编辑：我进一步深入挖掘并编辑了gcc生成的程序集，使其与苹果使用的程序大致相同（ memset.s ，标签LVeryLong ，即：在紧密循环中展开4个movntdq指令）。令我惊讶的是，我获得了与使用_mm_store_ps （ movaps ）的函数相同的性能。这让我感到困惑，正如我所预料的那样

和memset_pattern4一样快（大概是展开的movntdq ）
与展开的一样快_mm_stream_ps （ movntdq ）

但不，它似乎与_mm_store_ps相同，想象一下，也许我做错了什么。在生成的二进制文件上运行objdump确认它正在使用movntdq ，这让我更加movntdq ，到底是怎么回事？

因为我在那里遇到了死胡同，所以我决定在调试器中逐步执行可执行文件并在memset_pattern4设置断点。

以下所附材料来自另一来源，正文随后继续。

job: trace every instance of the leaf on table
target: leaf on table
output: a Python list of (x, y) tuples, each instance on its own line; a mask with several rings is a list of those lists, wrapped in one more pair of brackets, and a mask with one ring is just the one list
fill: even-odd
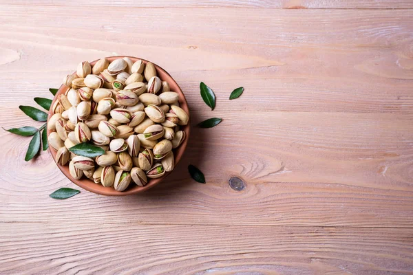
[(204, 102), (206, 105), (211, 107), (211, 110), (213, 110), (215, 108), (215, 94), (213, 93), (213, 91), (203, 82), (200, 84), (200, 89), (201, 90), (201, 96), (202, 97)]
[(198, 168), (195, 167), (192, 164), (189, 164), (188, 166), (188, 171), (189, 171), (189, 174), (191, 177), (195, 179), (195, 182), (198, 182), (200, 184), (206, 184), (205, 177), (202, 172)]
[(12, 128), (8, 130), (3, 128), (3, 129), (16, 135), (23, 135), (23, 137), (33, 135), (36, 133), (36, 132), (37, 132), (37, 128), (32, 127), (31, 126), (25, 126), (24, 127), (20, 128)]
[(94, 157), (105, 153), (103, 148), (86, 142), (70, 147), (69, 151), (76, 155), (87, 157)]
[(32, 107), (31, 106), (22, 105), (19, 106), (19, 109), (36, 121), (47, 120), (47, 114), (43, 111), (40, 111), (39, 109)]
[(25, 157), (24, 160), (28, 162), (32, 160), (36, 154), (39, 152), (40, 149), (40, 132), (38, 131), (36, 132), (32, 140), (30, 140), (30, 143), (29, 144), (29, 148), (28, 148), (28, 151), (26, 152)]
[(50, 105), (52, 105), (52, 100), (44, 98), (34, 98), (34, 101), (36, 101), (36, 103), (49, 111), (50, 109)]
[(206, 120), (202, 121), (202, 122), (198, 123), (198, 126), (200, 128), (212, 128), (219, 124), (222, 121), (222, 118), (209, 118)]
[(73, 197), (80, 192), (81, 191), (78, 190), (64, 187), (53, 192), (52, 194), (49, 195), (49, 197), (56, 199), (65, 199)]

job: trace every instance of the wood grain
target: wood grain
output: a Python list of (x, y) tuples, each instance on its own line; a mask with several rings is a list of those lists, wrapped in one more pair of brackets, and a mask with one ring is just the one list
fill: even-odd
[(412, 274), (412, 1), (99, 3), (1, 2), (1, 126), (40, 126), (18, 106), (116, 54), (171, 73), (193, 126), (224, 121), (147, 192), (64, 201), (48, 153), (0, 131), (0, 274)]

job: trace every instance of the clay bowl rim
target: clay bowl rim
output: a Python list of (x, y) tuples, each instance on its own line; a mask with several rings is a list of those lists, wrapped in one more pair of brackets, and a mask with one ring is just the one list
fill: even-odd
[[(112, 62), (114, 59), (123, 58), (124, 57), (129, 58), (134, 62), (135, 62), (138, 60), (142, 60), (145, 64), (147, 63), (148, 62), (149, 62), (143, 58), (140, 58), (135, 57), (135, 56), (107, 56), (107, 57), (105, 57), (105, 58), (108, 59), (109, 61)], [(98, 59), (95, 60), (91, 62), (90, 64), (92, 65), (93, 65), (98, 60)], [(162, 77), (160, 77), (161, 76), (160, 76), (160, 75), (158, 75), (158, 76), (160, 77), (160, 78), (162, 81), (164, 81), (164, 80), (167, 81), (168, 83), (169, 83), (169, 86), (171, 87), (171, 89), (173, 90), (173, 91), (176, 91), (179, 94), (180, 106), (189, 116), (189, 121), (188, 122), (188, 124), (187, 124), (184, 126), (181, 126), (181, 130), (185, 132), (186, 138), (184, 140), (184, 141), (182, 142), (182, 143), (180, 144), (180, 146), (178, 148), (175, 149), (175, 151), (174, 151), (175, 167), (176, 167), (177, 164), (178, 164), (180, 160), (182, 159), (182, 157), (185, 152), (185, 150), (187, 149), (187, 146), (188, 144), (188, 140), (189, 138), (189, 133), (190, 133), (190, 129), (191, 129), (191, 126), (190, 126), (191, 114), (189, 112), (189, 109), (188, 107), (188, 103), (187, 102), (187, 99), (185, 98), (185, 95), (182, 92), (182, 89), (180, 89), (180, 87), (179, 87), (179, 85), (178, 85), (176, 81), (175, 81), (173, 78), (172, 76), (171, 76), (171, 75), (167, 71), (165, 71), (164, 69), (162, 69), (161, 67), (160, 67), (159, 65), (158, 65), (153, 63), (152, 63), (152, 64), (153, 64), (153, 65), (155, 66), (157, 73), (160, 73), (160, 74), (162, 75)], [(72, 74), (76, 74), (76, 72), (74, 72)], [(53, 100), (52, 102), (52, 105), (51, 105), (52, 107), (54, 105), (54, 102), (57, 100), (57, 96), (60, 94), (64, 94), (68, 89), (69, 88), (63, 85), (63, 84), (61, 85), (61, 87), (59, 88), (58, 91), (56, 93), (55, 96), (53, 98)], [(53, 111), (52, 111), (52, 108), (51, 107), (48, 112), (47, 122), (49, 122), (49, 119), (50, 118), (50, 117), (52, 116), (53, 116), (52, 113), (53, 113)], [(47, 138), (48, 138), (50, 133), (52, 133), (53, 131), (51, 131), (49, 129), (47, 129)], [(54, 149), (52, 148), (51, 146), (49, 146), (49, 151), (53, 156), (53, 160), (54, 160), (56, 157), (56, 151)], [(54, 162), (56, 163), (56, 162)], [(99, 195), (105, 195), (105, 196), (127, 196), (129, 195), (139, 194), (140, 192), (146, 191), (147, 190), (155, 186), (157, 184), (159, 184), (169, 174), (171, 174), (171, 173), (173, 172), (173, 170), (171, 172), (166, 173), (165, 175), (164, 175), (162, 177), (161, 177), (160, 178), (151, 179), (149, 181), (149, 182), (147, 184), (147, 185), (145, 185), (143, 187), (138, 186), (132, 181), (131, 182), (131, 186), (133, 186), (132, 188), (130, 188), (131, 186), (129, 186), (129, 187), (125, 191), (119, 192), (119, 191), (116, 191), (116, 190), (114, 190), (113, 188), (113, 187), (105, 187), (100, 184), (96, 184), (94, 182), (93, 182), (91, 179), (89, 179), (86, 177), (83, 177), (81, 179), (75, 179), (70, 175), (70, 173), (69, 173), (68, 165), (63, 166), (57, 163), (56, 163), (56, 164), (57, 165), (57, 166), (59, 167), (60, 170), (63, 173), (63, 175), (65, 175), (65, 176), (67, 179), (69, 179), (72, 182), (73, 182), (74, 184), (77, 185), (78, 186), (81, 187), (83, 189), (90, 191), (92, 192), (94, 192), (96, 194), (99, 194)]]

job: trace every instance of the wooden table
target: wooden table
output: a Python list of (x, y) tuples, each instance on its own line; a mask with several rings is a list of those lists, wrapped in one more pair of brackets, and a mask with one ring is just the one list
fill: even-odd
[(169, 71), (193, 125), (166, 182), (63, 201), (50, 153), (1, 130), (0, 274), (413, 273), (411, 0), (3, 0), (0, 23), (0, 126), (39, 126), (18, 106), (116, 54)]

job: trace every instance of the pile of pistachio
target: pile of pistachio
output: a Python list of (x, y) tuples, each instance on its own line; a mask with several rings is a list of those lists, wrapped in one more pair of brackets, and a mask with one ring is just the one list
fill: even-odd
[[(152, 63), (127, 57), (82, 62), (63, 84), (70, 89), (52, 106), (48, 142), (72, 177), (123, 191), (132, 181), (144, 186), (173, 169), (172, 150), (185, 138), (180, 126), (189, 116)], [(68, 150), (83, 142), (105, 152), (86, 157)]]

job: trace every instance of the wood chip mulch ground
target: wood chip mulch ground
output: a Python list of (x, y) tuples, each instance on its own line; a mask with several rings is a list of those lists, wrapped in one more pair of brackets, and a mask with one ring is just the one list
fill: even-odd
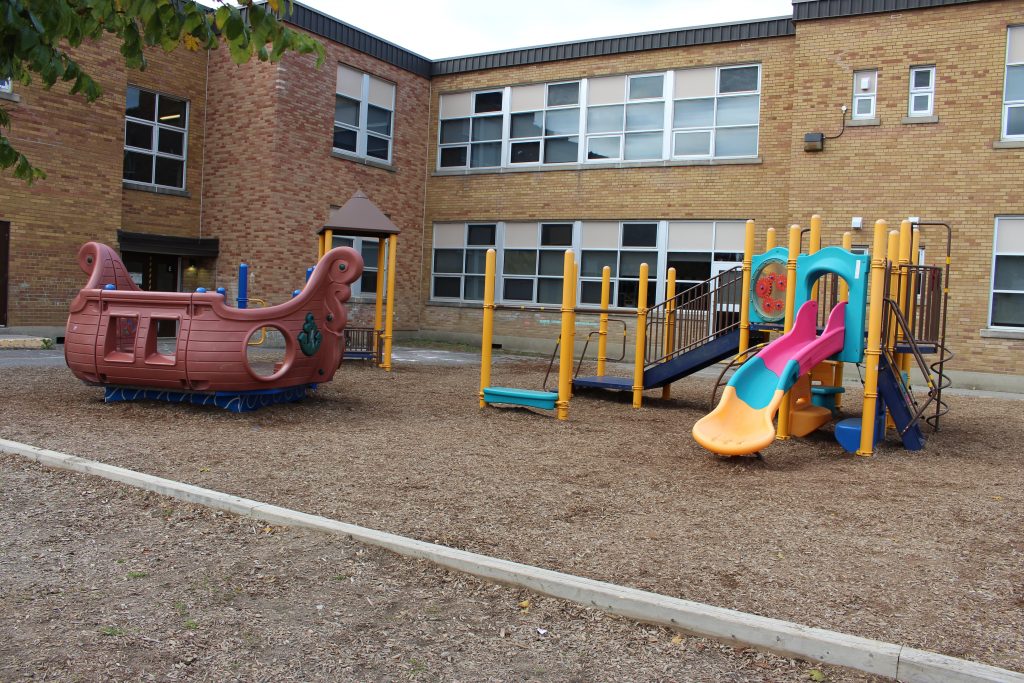
[[(495, 366), (540, 388), (546, 361)], [(690, 437), (712, 380), (662, 401), (582, 394), (570, 420), (476, 404), (477, 368), (346, 364), (255, 414), (103, 404), (6, 369), (0, 436), (592, 579), (1024, 670), (1024, 403), (950, 396), (927, 449), (828, 433), (765, 462)], [(846, 404), (859, 411), (860, 395)], [(83, 484), (90, 485), (91, 484)], [(586, 676), (585, 676), (586, 678)], [(698, 677), (699, 678), (699, 677)], [(755, 678), (754, 680), (760, 680)]]

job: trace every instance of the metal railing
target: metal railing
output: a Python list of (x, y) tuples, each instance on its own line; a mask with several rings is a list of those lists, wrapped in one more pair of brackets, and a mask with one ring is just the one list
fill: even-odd
[(743, 272), (720, 272), (647, 309), (644, 364), (671, 360), (739, 329)]

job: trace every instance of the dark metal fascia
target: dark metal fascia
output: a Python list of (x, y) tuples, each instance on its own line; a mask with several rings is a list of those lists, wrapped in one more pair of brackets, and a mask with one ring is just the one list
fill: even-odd
[(899, 12), (906, 9), (963, 5), (969, 2), (984, 2), (984, 0), (808, 0), (793, 3), (793, 20)]
[(594, 40), (584, 40), (574, 43), (542, 45), (503, 52), (488, 52), (485, 54), (471, 54), (464, 57), (438, 59), (432, 62), (430, 75), (444, 76), (482, 69), (520, 67), (544, 61), (579, 59), (581, 57), (622, 54), (624, 52), (655, 50), (667, 47), (691, 47), (694, 45), (728, 43), (758, 38), (777, 38), (792, 36), (795, 32), (793, 19), (786, 16), (757, 22), (743, 22), (740, 24), (725, 24), (633, 36), (618, 36), (615, 38), (596, 38)]

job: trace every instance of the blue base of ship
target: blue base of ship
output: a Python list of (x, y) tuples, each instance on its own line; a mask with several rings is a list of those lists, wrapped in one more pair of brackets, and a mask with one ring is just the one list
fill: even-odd
[(267, 405), (291, 403), (302, 400), (307, 392), (315, 390), (315, 384), (300, 384), (284, 389), (259, 389), (256, 391), (171, 391), (168, 389), (134, 389), (131, 387), (103, 387), (103, 402), (116, 403), (125, 400), (163, 400), (169, 403), (191, 403), (193, 405), (216, 405), (231, 413), (249, 413)]

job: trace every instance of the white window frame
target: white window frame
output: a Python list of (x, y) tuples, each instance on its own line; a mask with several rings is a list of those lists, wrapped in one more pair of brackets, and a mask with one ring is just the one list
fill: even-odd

走进这个function，我注意到它完全按照我的想法movntdq ，一个带有四个展开的movntdq的紧密循环：

  0x00007fff92a5f7d2 : jmp 0x7fff92a5f7e0  0x00007fff92a5f7d4 : nopw 0x0(%rax,%rax,1) 0x00007fff92a5f7da : nopw 0x0(%rax,%rax,1) 0x00007fff92a5f7e0 : movntdq %xmm0,(%rdi,%rcx,1) 0x00007fff92a5f7e5 : movntdq %xmm0,0x10(%rdi,%rcx,1) 0x00007fff92a5f7eb : movntdq %xmm0,0x20(%rdi,%rcx,1) 0x00007fff92a5f7f1 : movntdq %xmm0,0x30(%rdi,%rcx,1) 0x00007fff92a5f7f7 : add $0x40,%rcx => 0x00007fff92a5f7fb : jne 0x7fff92a5f7e0  0x00007fff92a5f7fd : sfence

那么，是什么让Apple的酱汁比我的更加神奇，我想…

编辑2 ：我在这里错了两次，Apple的魔法酱并不那么神奇，我只是传递了一个比我传给我的function小4倍的arrays。感谢@PaulR注意！其次我正在编辑函数的程序集，但是gcc已经内联它了。所以我正在编辑一个从未使用过的副本。

结论：

我发现的其他一些事情：

Clang和gcc非常好，有了正确的内在函数，它们可以进行优化（当启用SLP向量化时，在没有内在函数的情况下，clang甚至可以做得很好）。它们还将内联函数指针。
Clang将一个带有常量的朴素循环替换成一个memset调用，清除了另一个令人困惑的结果。
非时间存储（即：流）仅对大量写入有益
memset非常优化，它会根据要写入的数组的长度自动在常规存储和非临时存储（流）之间切换。我不确定在OSX以外的平台上有多少是真的
在编写基准测试时，请确保函数执行您认为的function，并且编译器不会让您失意。第一个案例是我的问题，我没有提供正确的论点。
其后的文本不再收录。